The image of the wealthy expat manager is wearing thin as their Russian counterparts’ salaries are almost two-thirds more on average, according to a recent study.
Russian high-fliers earn salaries that are 60 per cent more than their Western European counterparts and their yearly bonuses 40 percent more, says a survey from global management consulting firm the Hay Group, Vedomosti reported.
The discrepancy is huge and reasons varied but the figures bear some closer examination.
Top-rollers have more disposable income in Russia for a start and there are not the same caps on bonuses as in some European countries.
“Most of the time we find that the salaries that Russians and expats receive are actually pretty similar…Compared with Europe, the Russian flat rate of tax is lower, at 13 percent, in Sweden it is 72 percent.
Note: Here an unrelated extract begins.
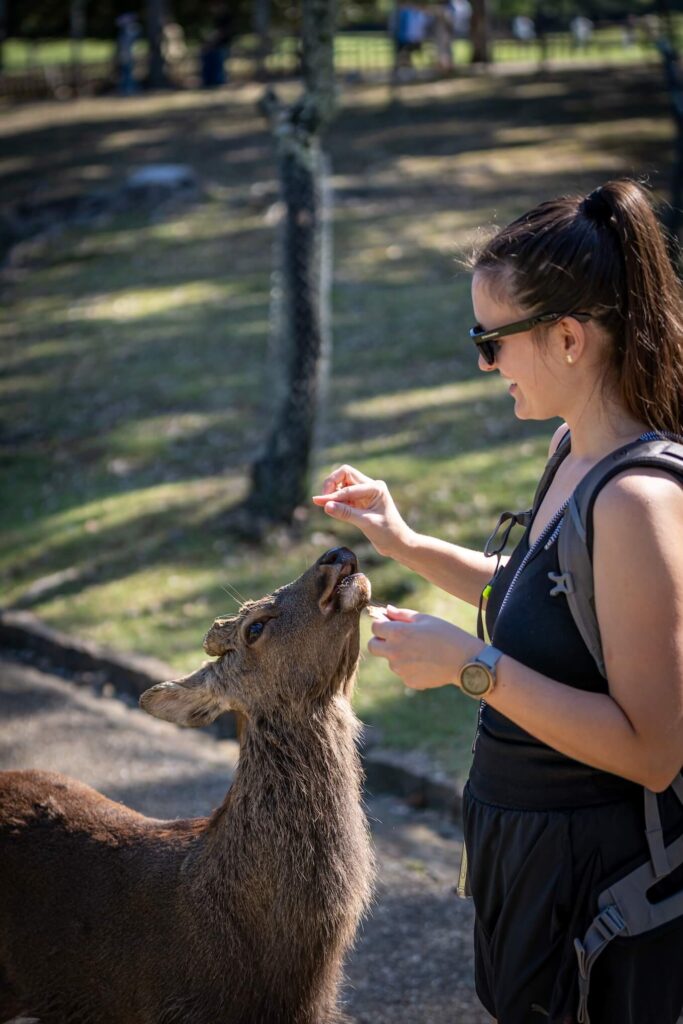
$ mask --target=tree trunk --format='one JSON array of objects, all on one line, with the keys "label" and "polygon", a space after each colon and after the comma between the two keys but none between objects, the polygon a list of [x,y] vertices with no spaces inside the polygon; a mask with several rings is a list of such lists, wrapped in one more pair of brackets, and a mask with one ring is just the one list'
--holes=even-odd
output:
[{"label": "tree trunk", "polygon": [[[664,6],[660,4],[660,7]],[[668,13],[668,12],[667,12]],[[663,21],[663,27],[666,22]],[[671,175],[671,202],[662,215],[670,236],[669,252],[674,264],[679,258],[681,226],[683,224],[683,76],[678,54],[670,38],[662,36],[657,46],[664,61],[664,77],[669,91],[671,114],[676,126],[676,145]]]},{"label": "tree trunk", "polygon": [[7,0],[0,0],[0,74],[5,68],[5,38],[7,35]]},{"label": "tree trunk", "polygon": [[[0,0],[2,2],[2,0]],[[83,84],[83,38],[85,36],[85,0],[69,4],[69,38],[71,43],[71,90],[78,96]]]},{"label": "tree trunk", "polygon": [[262,104],[276,137],[285,211],[278,258],[282,316],[274,324],[273,339],[284,380],[271,433],[252,467],[247,505],[271,521],[291,522],[310,494],[316,414],[329,355],[329,318],[321,293],[326,276],[321,133],[334,111],[335,14],[335,0],[304,0],[303,95],[287,108],[270,92]]},{"label": "tree trunk", "polygon": [[270,53],[270,14],[271,0],[253,0],[251,11],[251,28],[258,39],[258,74],[265,78],[266,57]]},{"label": "tree trunk", "polygon": [[168,85],[164,58],[166,3],[165,0],[146,0],[146,7],[147,45],[149,46],[147,84],[150,89],[163,89]]},{"label": "tree trunk", "polygon": [[473,64],[491,63],[489,28],[488,0],[472,0],[470,38],[472,39]]}]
In Russia you can earn a hell of a lot more by being average,” Luc Jones, partner at recruitment specialists Antal Russia, told The Moscow News.
And bonuses seriously affect the picture, Russians take first place in Europe for bonuses, Irina Chernozubova, head of the Hay Group’s Russia office, told Vedomosti, and almost without exception the Russian offices that took part in survey paid their managers yearly bonuses.
In crisis-struck Europe only 60 percent of executives managed to earn their bonuses.
“There are few good international style managers [in Russia], the ones there are can command a very high price. Plus, the Russian economy is not doing that badly and it has created a bit of a bubble of late, which puts an upward pressure on salaries,” Jones said.He added that top-notch Russians expect a pay rise of 25-30 percent when they change jobs, whereas Europeans will often settle for a similar sum to before.
And this happens with more regularity than company account departments would like, as top-level Russian employers have not yet developed ways and means of holding onto people for a long time, Sergei Lvov, general director of Axes Management.
Russian shareholders are prepared to fork out for mangers who can navigate the vicissitudes of both the international and the Russian markets.
This could be because Russians have a more difficult task ahead of them and their jobs throw up a much greater number of unexpected or ill-defined tasks, Olga Shcherbakova, a partner at recruitment specialists Ward Howell, told Vedomosti.